Le ciel est toujours bleu et il fait toujours chaud en cette fin d'après-midi. La balade jusqu'à la cascade de ( ???) est très agréable. En logeant la route, on découvre des panneaux indiquant que l'on est dans une zone rouge qui serait immanquablement détruite en cas d'éruption. En effet, d'ici, on voit très bien le couloir qu'emprunterait une coulée pyroclastique. Les gens qui vivent ici n'ont pas l'air de s'inquiéter alors que les autorités leur ont interdit de revenir après l'évacuation ordonnée il y a quelques années lors du réveil du volcan.
La cascade se trouve à la sortie d'une gorge extrêmement étroite creusée par le Rio Pastaza à travers une ancienne coulée. Un pont passe juste au-dessus et permet d'apprécier la hauteur des gorges que nous estimons à 150/200m. Un petit zoo mal entretenu et réputé pour le manque de soins donné aux animaux essaie d'attirer les touristes de passage. De l'autre coté du pont, la route longe la rivière et l'on peut voir le mur de roche littéralement scié par la rivière qui entre dans les gorges avec furie. La chute d'eau est de l'autre côté. Un petit chemin difficilement identifiable descend à travers les rochers jusqu'à la marmite de géant creusée par l'eau. Le courant est terrible est forme un immense tourbillon avant de continuer sa descente moins tourmentée jusqu'à l'amazone.

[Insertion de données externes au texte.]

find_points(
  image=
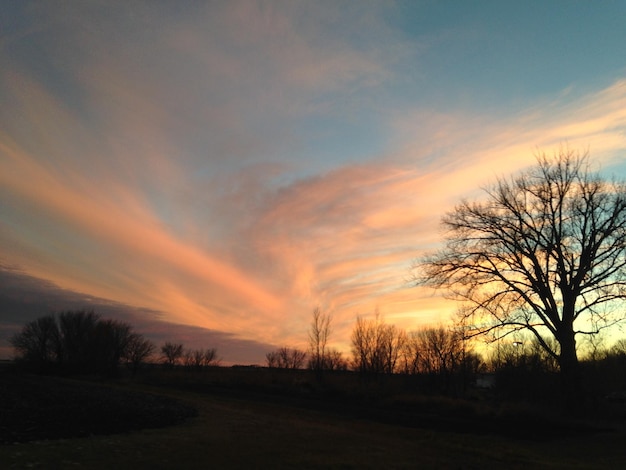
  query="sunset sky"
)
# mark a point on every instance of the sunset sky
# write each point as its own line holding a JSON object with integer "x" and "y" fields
{"x": 214, "y": 171}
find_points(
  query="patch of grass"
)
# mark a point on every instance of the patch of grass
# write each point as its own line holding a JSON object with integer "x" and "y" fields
{"x": 245, "y": 430}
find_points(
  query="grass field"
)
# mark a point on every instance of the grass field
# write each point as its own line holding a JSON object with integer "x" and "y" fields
{"x": 244, "y": 430}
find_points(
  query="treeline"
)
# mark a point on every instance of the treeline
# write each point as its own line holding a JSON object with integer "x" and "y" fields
{"x": 81, "y": 342}
{"x": 442, "y": 359}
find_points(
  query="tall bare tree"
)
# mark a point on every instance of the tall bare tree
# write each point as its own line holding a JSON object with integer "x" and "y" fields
{"x": 318, "y": 339}
{"x": 545, "y": 252}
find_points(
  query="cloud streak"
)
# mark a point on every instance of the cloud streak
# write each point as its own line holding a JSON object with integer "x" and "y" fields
{"x": 237, "y": 165}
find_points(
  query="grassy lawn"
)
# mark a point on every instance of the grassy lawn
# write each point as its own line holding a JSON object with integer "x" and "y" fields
{"x": 230, "y": 432}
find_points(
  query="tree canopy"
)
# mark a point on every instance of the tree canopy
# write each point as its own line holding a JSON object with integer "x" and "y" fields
{"x": 545, "y": 251}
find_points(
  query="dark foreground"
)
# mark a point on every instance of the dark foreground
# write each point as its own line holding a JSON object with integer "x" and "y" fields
{"x": 79, "y": 424}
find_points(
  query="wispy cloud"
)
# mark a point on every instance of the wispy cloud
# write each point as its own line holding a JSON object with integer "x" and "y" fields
{"x": 195, "y": 162}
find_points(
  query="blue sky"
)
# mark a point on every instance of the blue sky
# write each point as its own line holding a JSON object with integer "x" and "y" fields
{"x": 233, "y": 165}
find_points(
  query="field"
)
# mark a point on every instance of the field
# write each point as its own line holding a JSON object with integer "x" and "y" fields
{"x": 219, "y": 420}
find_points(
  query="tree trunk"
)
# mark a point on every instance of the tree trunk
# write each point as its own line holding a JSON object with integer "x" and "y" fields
{"x": 571, "y": 378}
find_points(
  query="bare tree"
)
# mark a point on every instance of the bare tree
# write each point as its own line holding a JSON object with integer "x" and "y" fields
{"x": 286, "y": 358}
{"x": 38, "y": 341}
{"x": 76, "y": 339}
{"x": 138, "y": 350}
{"x": 546, "y": 252}
{"x": 200, "y": 358}
{"x": 172, "y": 353}
{"x": 318, "y": 339}
{"x": 376, "y": 346}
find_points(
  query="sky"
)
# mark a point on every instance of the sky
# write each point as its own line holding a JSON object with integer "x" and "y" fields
{"x": 213, "y": 171}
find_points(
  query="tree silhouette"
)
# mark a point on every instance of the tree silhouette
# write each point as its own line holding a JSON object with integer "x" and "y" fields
{"x": 38, "y": 342}
{"x": 285, "y": 358}
{"x": 545, "y": 252}
{"x": 172, "y": 353}
{"x": 318, "y": 339}
{"x": 376, "y": 346}
{"x": 138, "y": 350}
{"x": 79, "y": 342}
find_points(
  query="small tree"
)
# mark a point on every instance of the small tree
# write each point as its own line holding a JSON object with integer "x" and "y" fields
{"x": 318, "y": 339}
{"x": 138, "y": 350}
{"x": 38, "y": 342}
{"x": 286, "y": 358}
{"x": 376, "y": 346}
{"x": 172, "y": 353}
{"x": 77, "y": 345}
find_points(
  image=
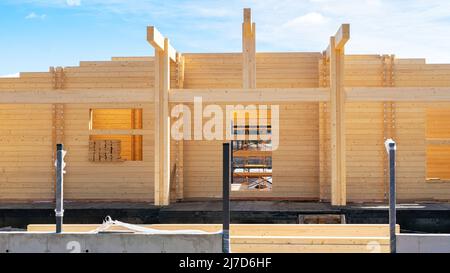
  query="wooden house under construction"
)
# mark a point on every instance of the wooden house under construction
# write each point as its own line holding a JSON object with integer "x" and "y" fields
{"x": 334, "y": 112}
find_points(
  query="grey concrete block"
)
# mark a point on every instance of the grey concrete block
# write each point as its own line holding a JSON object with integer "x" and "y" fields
{"x": 27, "y": 242}
{"x": 423, "y": 243}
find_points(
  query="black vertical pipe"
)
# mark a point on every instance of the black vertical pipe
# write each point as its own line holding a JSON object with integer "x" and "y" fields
{"x": 227, "y": 153}
{"x": 59, "y": 210}
{"x": 392, "y": 197}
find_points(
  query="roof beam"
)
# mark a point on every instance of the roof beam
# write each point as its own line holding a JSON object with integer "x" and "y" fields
{"x": 417, "y": 94}
{"x": 250, "y": 95}
{"x": 342, "y": 36}
{"x": 156, "y": 39}
{"x": 76, "y": 96}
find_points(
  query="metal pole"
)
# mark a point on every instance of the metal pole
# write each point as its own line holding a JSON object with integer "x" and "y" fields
{"x": 226, "y": 197}
{"x": 59, "y": 211}
{"x": 391, "y": 149}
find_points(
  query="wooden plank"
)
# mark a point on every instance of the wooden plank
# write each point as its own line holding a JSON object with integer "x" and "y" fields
{"x": 248, "y": 51}
{"x": 407, "y": 94}
{"x": 342, "y": 36}
{"x": 338, "y": 148}
{"x": 259, "y": 95}
{"x": 155, "y": 38}
{"x": 162, "y": 130}
{"x": 77, "y": 96}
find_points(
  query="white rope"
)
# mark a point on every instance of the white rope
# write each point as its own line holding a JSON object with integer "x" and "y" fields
{"x": 108, "y": 222}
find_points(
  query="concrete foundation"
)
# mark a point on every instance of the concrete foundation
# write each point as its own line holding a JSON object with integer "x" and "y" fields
{"x": 423, "y": 243}
{"x": 26, "y": 242}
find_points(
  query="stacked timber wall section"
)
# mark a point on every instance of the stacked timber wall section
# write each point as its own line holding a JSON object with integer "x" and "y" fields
{"x": 335, "y": 111}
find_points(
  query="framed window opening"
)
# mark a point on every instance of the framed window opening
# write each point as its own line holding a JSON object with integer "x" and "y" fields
{"x": 252, "y": 151}
{"x": 115, "y": 135}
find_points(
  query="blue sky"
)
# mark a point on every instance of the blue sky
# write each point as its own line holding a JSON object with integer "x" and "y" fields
{"x": 36, "y": 34}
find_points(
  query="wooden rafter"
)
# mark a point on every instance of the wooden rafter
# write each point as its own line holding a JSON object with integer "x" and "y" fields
{"x": 248, "y": 51}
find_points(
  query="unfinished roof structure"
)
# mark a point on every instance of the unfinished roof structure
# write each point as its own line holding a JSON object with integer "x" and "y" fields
{"x": 335, "y": 111}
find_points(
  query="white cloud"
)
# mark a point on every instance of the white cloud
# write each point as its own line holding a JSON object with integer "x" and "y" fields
{"x": 15, "y": 75}
{"x": 312, "y": 18}
{"x": 73, "y": 2}
{"x": 33, "y": 15}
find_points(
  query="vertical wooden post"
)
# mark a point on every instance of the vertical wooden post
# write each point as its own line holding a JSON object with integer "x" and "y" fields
{"x": 248, "y": 51}
{"x": 162, "y": 123}
{"x": 180, "y": 144}
{"x": 324, "y": 132}
{"x": 338, "y": 158}
{"x": 57, "y": 115}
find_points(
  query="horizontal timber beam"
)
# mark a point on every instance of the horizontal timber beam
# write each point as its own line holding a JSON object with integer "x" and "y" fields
{"x": 242, "y": 95}
{"x": 249, "y": 95}
{"x": 419, "y": 94}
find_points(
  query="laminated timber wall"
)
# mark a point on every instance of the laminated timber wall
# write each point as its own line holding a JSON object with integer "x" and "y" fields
{"x": 302, "y": 166}
{"x": 26, "y": 134}
{"x": 368, "y": 124}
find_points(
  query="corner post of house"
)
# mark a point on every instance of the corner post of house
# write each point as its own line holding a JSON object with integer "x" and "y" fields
{"x": 248, "y": 50}
{"x": 336, "y": 54}
{"x": 164, "y": 53}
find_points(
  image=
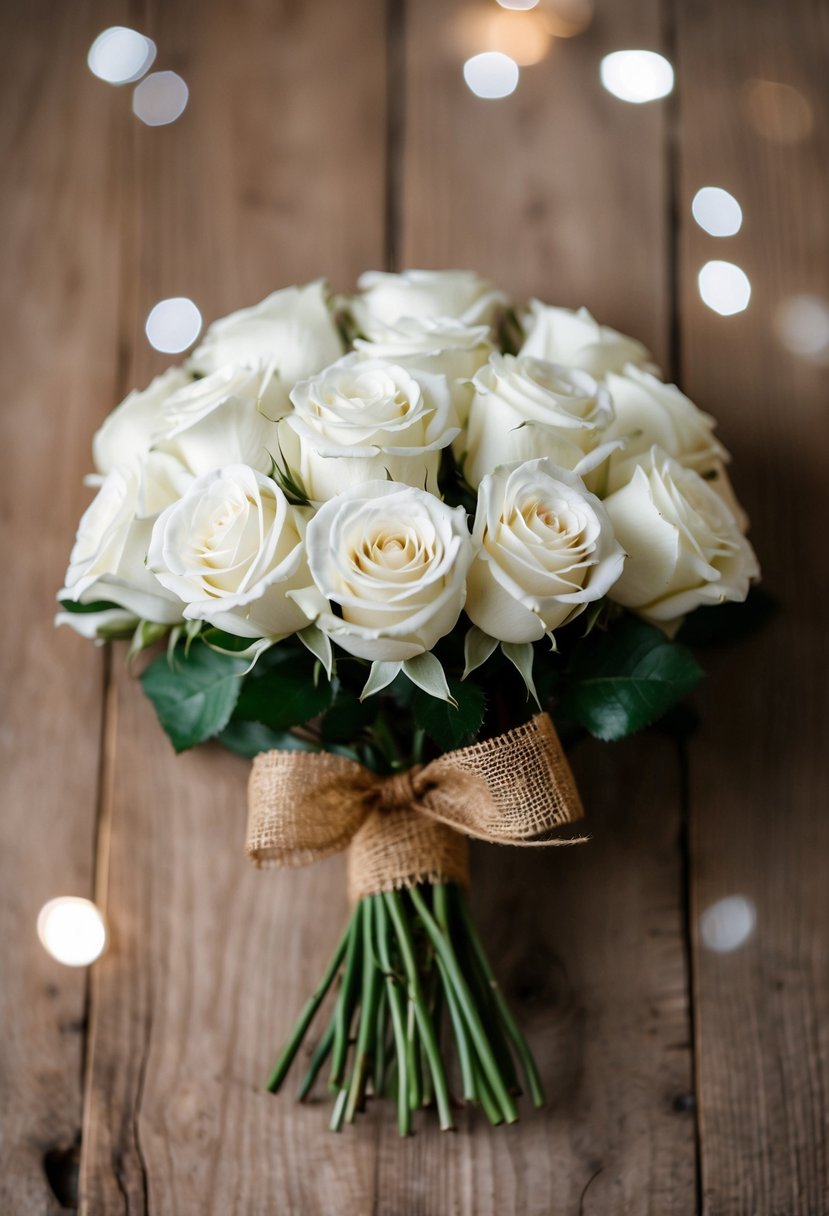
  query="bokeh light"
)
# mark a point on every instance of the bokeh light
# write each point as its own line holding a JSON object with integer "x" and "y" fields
{"x": 173, "y": 325}
{"x": 120, "y": 55}
{"x": 716, "y": 212}
{"x": 161, "y": 99}
{"x": 725, "y": 287}
{"x": 522, "y": 35}
{"x": 72, "y": 930}
{"x": 801, "y": 324}
{"x": 491, "y": 74}
{"x": 636, "y": 76}
{"x": 778, "y": 112}
{"x": 727, "y": 924}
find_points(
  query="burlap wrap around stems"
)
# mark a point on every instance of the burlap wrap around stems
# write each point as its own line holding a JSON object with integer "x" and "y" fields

Dès la nuit tombée, le froid refait son apparition nous faisant comprendre que nous sommes dans les Andes à 1850m d'altitude. Cette journée bien plus calme que les autres se terminera autour d'un Cuba Libre bien tassé au rhum équatorien et nous irons manger dans un pseudo restaurant méditerranéen servant des pizza et pâtes à une clientèle presque exclusivement étrangère. Avant de rentrer, on s'informe sur la possibilité d'aller voir l'éruption de nuit pour observer le cratère rougeoyant crachant de la roche en fusion. Le ciel étant couvert, l'agence organisatrice nous recommande de revenir un autre jour pour être certain que le sommet ne soit pas dans les nuages.
Allant de surprise en surprise, nous retrouvons notre ami hollandais Jan, de Biking Dutchman, qui accompagne des belges séjournant à notre hôtel. On discute un peu ensemble. Il nous apprend que l'ambassade de Belgique fait souvent appel à ses services pour aider les belges néerlandophones dans les tâches administratives ou en cas de rapatriement. Cette fois, il accompagne des parents dont leur fils a été tué en faisant le tour de l'Equateur à vélo. Le drame s'est passé dans l'ouest du pays sur la route réputée dangereuse reliant Quito à la cote pacifique nord. Le gars était seul sur la route avec tous les bagages accrochés au vélo. Le malheureux s'est fait massacrer à la machette par deux gosses. Heureusement, un tel acte de barbarie est extrêmement rare et le manque de précautions pris par le belge lui a été fatal. Comme toujours en Equateur, la moindre erreur est immédiatement payée cash. Les parents refont le parcours du fils avec Jan qui les guide dans leur pèlerinage. Ils transportent aussi une dalle commémorative qui sera déposé à l'endroit du drame mais que Jan a cassée en allant voir l'éruption avec sa 4x4. Par chance, un tailleur de pierre de Banos peut réparer les dégâts et il ne dira rien aux parents déjà très touchés.
Nous profitons de la présence du patron de l'hôtel pour lui confier notre argent et le mettre au coffre. Grave erreur. N'étant jamais là, nous aurons toutes les difficultés pour récupérer nos biens lorsque nous en avons besoin. Banos étant très développé, on ira chercher de l'argent aux ATM plutôt que d'essayer de trouver le patron.